«L’essentiel de nos débats a été consacré à la zone euro.» Hier en fin d’après-midi, lors d’une conférence de presse, Nicolas Sarkozy a confirmé l’impression qui régnait depuis mercredi à Cannes. L’agenda du sommet du G20 a été bouleversé par l’annonce surprise lundi d’un éventuel référendum en Grèce; les réunions au Palais des festivals ont été largement dominées par la crise grecque.

«L’aspect le plus important de nos travaux sur les deux prochains jours sera de résoudre la crise financière ici en Europe. […] C’est ici, au G20, que nous allons devoir évoquer en détail les modalités [du] plan [de sauvetage européen] et comment le mettre en œuvre», avait déclaré Barack Obama plus tôt dans la journée.

Le mini-sommet de crise convoqué mercredi en fin d’après-midi par le président français avait donné le ton. Il a réuni la chancelière allemande, les dirigeants des institutions européennes et la directrice générale du FMI, Christine Lagarde, puis Georges Papandréou, le premier ministre grec. Au cours d’une conférence de presse tenue dans la nuit, Nicolas Sarkozy et Angela Merkel, graves et solennels, ont sommé la Grèce de prendre ses responsabilités et de dire clairement si elle entendait rester dans la zone euro.

Durant la matinée de jeudi, les réunions de travail avec les pays de la zone euro présents à Cannes (l’Allemagne, la France, l’Italie et l’Espagne), les institutions européennes et le FMI se sont poursuivies, interrompues plusieurs fois. Elles se sont prolongées jusqu’à l’heure du déjeuner, si bien que la conférence de presse convoquée par José Manuel Barroso, le président de la Commission européenne et Herman Van Rompuy, le président du Conseil européen, a finalement été annulée.

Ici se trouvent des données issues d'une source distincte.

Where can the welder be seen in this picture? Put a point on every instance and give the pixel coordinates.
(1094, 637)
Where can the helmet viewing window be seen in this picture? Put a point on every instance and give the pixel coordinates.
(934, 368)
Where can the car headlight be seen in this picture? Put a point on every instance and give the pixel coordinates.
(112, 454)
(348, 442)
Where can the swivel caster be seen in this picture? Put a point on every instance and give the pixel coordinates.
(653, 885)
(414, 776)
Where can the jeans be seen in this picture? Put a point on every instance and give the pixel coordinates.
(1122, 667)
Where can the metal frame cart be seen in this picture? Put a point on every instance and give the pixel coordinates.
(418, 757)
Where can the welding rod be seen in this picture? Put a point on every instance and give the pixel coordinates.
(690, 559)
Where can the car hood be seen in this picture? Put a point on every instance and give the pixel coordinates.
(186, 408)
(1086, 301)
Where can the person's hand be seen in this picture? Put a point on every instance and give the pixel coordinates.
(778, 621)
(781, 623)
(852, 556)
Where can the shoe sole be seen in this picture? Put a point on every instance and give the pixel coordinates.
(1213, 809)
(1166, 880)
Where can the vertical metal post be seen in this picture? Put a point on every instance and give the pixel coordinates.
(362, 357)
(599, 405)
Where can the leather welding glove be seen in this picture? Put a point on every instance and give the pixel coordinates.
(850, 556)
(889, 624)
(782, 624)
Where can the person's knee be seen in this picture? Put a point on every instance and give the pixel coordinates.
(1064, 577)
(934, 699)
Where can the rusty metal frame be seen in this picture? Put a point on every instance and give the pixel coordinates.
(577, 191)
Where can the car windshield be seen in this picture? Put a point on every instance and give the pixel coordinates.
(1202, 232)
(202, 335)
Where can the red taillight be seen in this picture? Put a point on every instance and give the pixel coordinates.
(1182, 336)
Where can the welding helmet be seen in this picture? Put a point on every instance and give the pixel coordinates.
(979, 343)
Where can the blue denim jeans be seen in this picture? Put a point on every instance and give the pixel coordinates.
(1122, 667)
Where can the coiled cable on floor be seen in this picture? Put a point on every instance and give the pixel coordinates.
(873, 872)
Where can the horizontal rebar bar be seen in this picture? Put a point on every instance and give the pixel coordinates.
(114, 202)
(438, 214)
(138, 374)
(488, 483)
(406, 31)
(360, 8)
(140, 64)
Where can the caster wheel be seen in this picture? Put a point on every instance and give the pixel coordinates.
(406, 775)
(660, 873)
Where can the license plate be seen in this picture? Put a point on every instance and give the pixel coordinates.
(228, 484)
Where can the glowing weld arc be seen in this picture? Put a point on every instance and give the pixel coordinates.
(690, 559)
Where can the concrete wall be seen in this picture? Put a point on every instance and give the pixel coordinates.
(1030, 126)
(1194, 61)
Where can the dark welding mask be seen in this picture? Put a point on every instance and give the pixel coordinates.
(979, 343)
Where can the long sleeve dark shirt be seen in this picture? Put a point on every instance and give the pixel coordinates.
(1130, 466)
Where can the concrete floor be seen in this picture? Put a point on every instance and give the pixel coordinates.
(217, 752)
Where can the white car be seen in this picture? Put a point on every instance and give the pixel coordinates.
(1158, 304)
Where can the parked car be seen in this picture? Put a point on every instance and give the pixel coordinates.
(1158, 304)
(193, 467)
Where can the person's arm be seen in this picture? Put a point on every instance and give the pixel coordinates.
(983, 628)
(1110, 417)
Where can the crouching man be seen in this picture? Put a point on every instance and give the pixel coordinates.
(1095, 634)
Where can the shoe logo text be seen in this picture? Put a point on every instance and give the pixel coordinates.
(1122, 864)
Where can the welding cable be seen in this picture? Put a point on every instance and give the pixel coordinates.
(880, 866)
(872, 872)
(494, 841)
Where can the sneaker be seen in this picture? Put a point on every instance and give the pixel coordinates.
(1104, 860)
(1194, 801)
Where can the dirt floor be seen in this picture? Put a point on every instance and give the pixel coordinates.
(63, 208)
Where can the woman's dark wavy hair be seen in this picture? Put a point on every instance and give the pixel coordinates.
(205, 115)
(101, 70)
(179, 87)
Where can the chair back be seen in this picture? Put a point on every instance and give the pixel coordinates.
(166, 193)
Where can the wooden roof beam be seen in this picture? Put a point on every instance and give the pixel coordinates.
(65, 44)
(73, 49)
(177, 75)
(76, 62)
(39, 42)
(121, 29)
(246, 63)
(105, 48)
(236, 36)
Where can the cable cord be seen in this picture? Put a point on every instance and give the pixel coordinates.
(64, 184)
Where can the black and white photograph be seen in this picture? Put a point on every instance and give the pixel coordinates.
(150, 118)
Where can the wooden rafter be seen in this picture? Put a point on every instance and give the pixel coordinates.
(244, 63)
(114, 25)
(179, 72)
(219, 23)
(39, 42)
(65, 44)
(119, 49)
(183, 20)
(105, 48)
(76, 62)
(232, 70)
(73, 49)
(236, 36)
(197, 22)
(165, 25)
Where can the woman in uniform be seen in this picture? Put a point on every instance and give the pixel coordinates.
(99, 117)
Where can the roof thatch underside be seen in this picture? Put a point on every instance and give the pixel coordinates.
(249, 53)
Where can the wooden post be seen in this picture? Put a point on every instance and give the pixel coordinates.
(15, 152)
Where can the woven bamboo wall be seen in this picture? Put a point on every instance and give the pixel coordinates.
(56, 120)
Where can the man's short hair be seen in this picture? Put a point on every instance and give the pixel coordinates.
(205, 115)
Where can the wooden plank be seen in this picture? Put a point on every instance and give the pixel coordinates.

Au final, les menaces en provenance de Cannes ont produit leur effet. En indiquant explicitement qu’une sortie de la République hellénique de la zone euro était devenue envisageable, Nicolas Sarkozy et Angela Merkel ont contribué à faire évoluer la situation dans le pays (lire en page 4), où l’opposition s’est finalement ralliée à l’idée du plan de sauvetage. La déclaration franco-allemande a créé «une forme d’électrochoc», a estimé Nicolas Sarkozy hier soir. «Nous devions envoyer un message de crédibilité au monde entier. La zone euro est décidée à se prendre en main et à faire son devoir», a-t-il ajouté.

En fin de journée, les séances de travail ont commencé à être consacrées à d’autres sujets, comme la gouvernance mondiale, la taxe sur les transactions financières ou le développement. «Je ne veux en aucun cas minimiser l’importance de la crise [grecque], mais je pense que tout en y faisant face, nous devons garder à l’esprit les pays les plus pauvres», a notamment déclaré Bill Gates. Le milliardaire philanthrope et fondateur de Microsoft a été sollicité par Nicolas Sarkozy pour rédiger un rapport sur les financements innovants qu’il a présenté aux chefs d’Etat.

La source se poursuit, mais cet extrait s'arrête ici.